The machinery of government as it presently is, cannot deliver on any of the promises made to the Nigerian people. Tentativeness runs through government; policy flip flops are the order of the day: there are few properly defined policies; the regime is caught up between staying loyal to the disastrous policies of the Obasanjo regime or charting a new way, but it does not seem to know that direction to pursue; even the process of cabinet reshuffle has been bogged down for months! Nigeria itself is one life support, and unfortunately, a sick president Umaru Yar’adua has proved to be far too infirm to provide the leadership which a very sick nation thoroughly deserves. The vision of artists especially when they are geniuses can be very frightening. I have thought so much about the imaginaries of Fela Anikulapo Kuti, in recent days. He once likened Nigeria to the famous Ojuelegba roundabout in Lagos. Traffic was coming from all directions, Fela said, and unfortunately, there was no policeman to help untangle the gridlock.

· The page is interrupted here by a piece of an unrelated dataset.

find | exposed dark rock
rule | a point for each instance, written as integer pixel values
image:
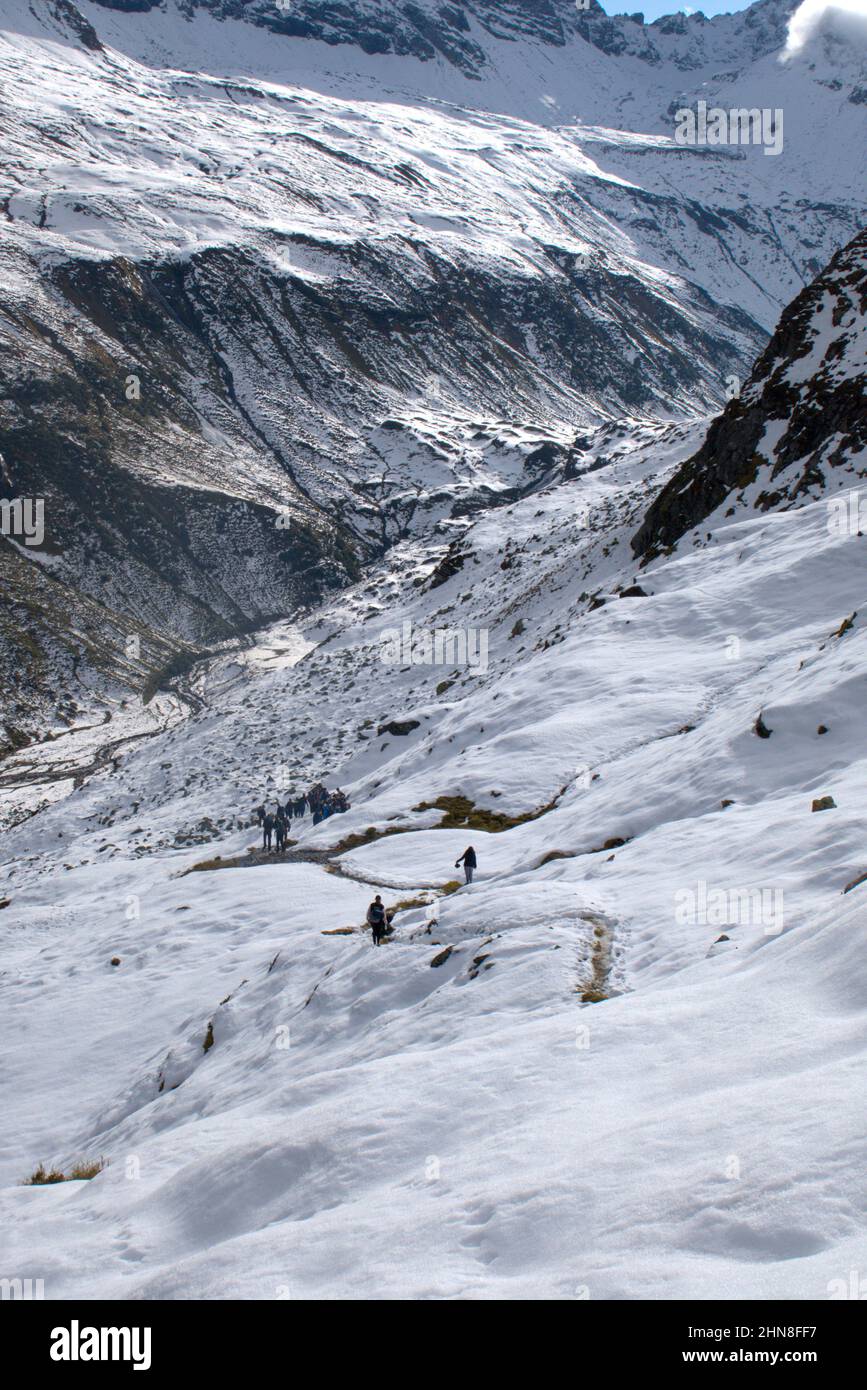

Doesn’t what is happening to our country today, bear witness to the genius of our greatest musician? The confusion in the process of governance; a president that is clearly not at grips with the enormity of the tasks of governance; a party system that is hopelessly corrupt; a political elite with bandit proclivities and lacking in a sense of history; a thoroughly disenchanted nation that is being led to perdition; Malam Yar’adua’s ill-health and the contemptuous disrespect for the citizenry; all help to compound the state of crisis which Nigeria faces. It is obvious that the political elite and its presidential arrowhead, cannot take Nigeria off life support. The days ahead do not give room for much optimism!

 

Amos Adamu, where are gold medals you promised Nigeria?

In the build-up to the Olympic Games in Beijing, Amos Adamu, the Czar who controls Nigerian sports, promised us a haul of eight gold medals. Of course, Nigerians knew that Amos Adamu was telling a lie. But that was vintage Amos; he has perfected the style of telling us optimistic tales, even when there was no planning and neither was a process of training and adequate care for sportsmen put in place. What reigns in our sports, is the survival of Amos Adamu and the regime of patronage which he constructed to co-opt people and to defend his own flanks. We never adequately prepare for international sporting events, but Adamu promises much. When the reality of our poor preparations rears its head, Amos Adamu pops up again, as the problem solver, assuring us that we would be better, prepared in the future. It is a recurrent decimal: he made promises after the Olympics in Sidney and after the Athens Olympics; Amos Adamu promised to convene a stakeholders meeting on Nigeria football after the disastrous Cup of Nations outing in Ghana early this year and since we returned from the Beijin Olympics, Amos Adamu has started a new round of promises about the 2012 Olympics in London.

 

What is constant, is that nothing ever gets done but Amos Adamu stays on, and he becomes even richer (he is arguably the riches civil servant in Nigeria today), while our sports becomes increasingly poorer! This is as a result of the protection racket which Amos Adamu runs in government and within the media. If we want to have sporting success then Amos Adamu MUST BE SACKED! It is amazing that just one man can pack so much power, while the nation’s sporting fortunes declines. Amos Adamu is the Director-General, National Sports Commission, President WAFU; Executive Member CAF (he is scheming to take over from Issa Hyatou); Executive Member FIFA; he wants to be Nigeria’s representative at the IOC as well! In other countries, when you fail your promises you step aside. For example, the Performance Director of British Athletics resigned this week, because the British team won only one of the four gold medals he had promised! Amos Adamu promised Nigeria eight gold medals, but didn’t deliver even one! But trust Amos Adamu, he is sitting pretty, making new promises, getting richer while Nigerian sports is becoming poorer! Amos should show us the eight gold medals he promised or he should honestly be sacked, before he impoverishes our sports further!